■ OBJECTIVES: Hair cells and spiral ganglion cells appear to be more vulnerable to toxins at the base of the cochlea than at the apex. For example, aminoglycosides and cisplatin produce hearing loss in a high to low frequency gradient corresponding to sensorineural damage in a base-to-apex gradient of the cochlea. Age-related hearing loss also begins with high frequencies represented at the base of the cochlea. Sha et al. (Hearing Res., 155, 2001, 1-8) reported that the differential vulnerability of basal and apical hair cells coincided with a significantly lower level of antioxidant glutathione in basal outer hair cells. However, there are no previous reports of a similar gradient in reactive oxygen species (ROS) mechanisms in the spiral ganglion. This study examined expression of the mitochondrial manganese superoxide dismutase (Mn SOD2) in the cochlea.

■ METHODS: Immunohistochemical methods were used to identify the distribution of Mn SOD2 in paraffin embedded sections of paraformaldehyde fixed formic acid decalcified temporal bones from  mice, rats, and macaques; and special archival celloidin-embedded human temporal bone sections. Binding sites of primary rabbit polyclonal antibodies to Mn SOD2 (Abcam Inc., ab13534) were visualized with standard ABC methods and a diaminobenzidine chromogen.

■ RESULTS: Both the proportion of Mn SOD2 immunopositive spiral ganglion cells and the intensity of immunoreactivity were greater in the apical turn than in the basal turn in all species. For example, there is a three-fold greater proportion of Mn SOD2 immunopositive spiral ganglion cells in the apical versus basal turn.

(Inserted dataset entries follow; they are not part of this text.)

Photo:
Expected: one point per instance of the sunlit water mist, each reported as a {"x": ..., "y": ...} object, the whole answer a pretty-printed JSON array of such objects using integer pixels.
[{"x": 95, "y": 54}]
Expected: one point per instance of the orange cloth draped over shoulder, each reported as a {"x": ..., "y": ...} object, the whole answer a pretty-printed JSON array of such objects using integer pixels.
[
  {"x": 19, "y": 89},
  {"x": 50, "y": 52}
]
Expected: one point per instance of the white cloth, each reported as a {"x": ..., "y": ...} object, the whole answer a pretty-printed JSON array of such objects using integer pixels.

■ CONCLUSIONS: Mn SOD2 activation reduces mitochondrial ROS production by contributing to activation of mitochondrial uncoupling proteins. The data indicate that spiral ganglion cellular responses to ROS exposure vary along the cochlear spiral, with a lower response capacity in the basal turn. These results raise the broader question of how the regional distribution of multiple ROS metabolic pathways may contribute to age-related and toxin-induced patterns of hearing loss. Furthermore, the similar patterns of spiral ganglion Mn SOD2 distribution suggest if there is an ubiquitous protective mechanism shared across all mammalian species in response to ROS.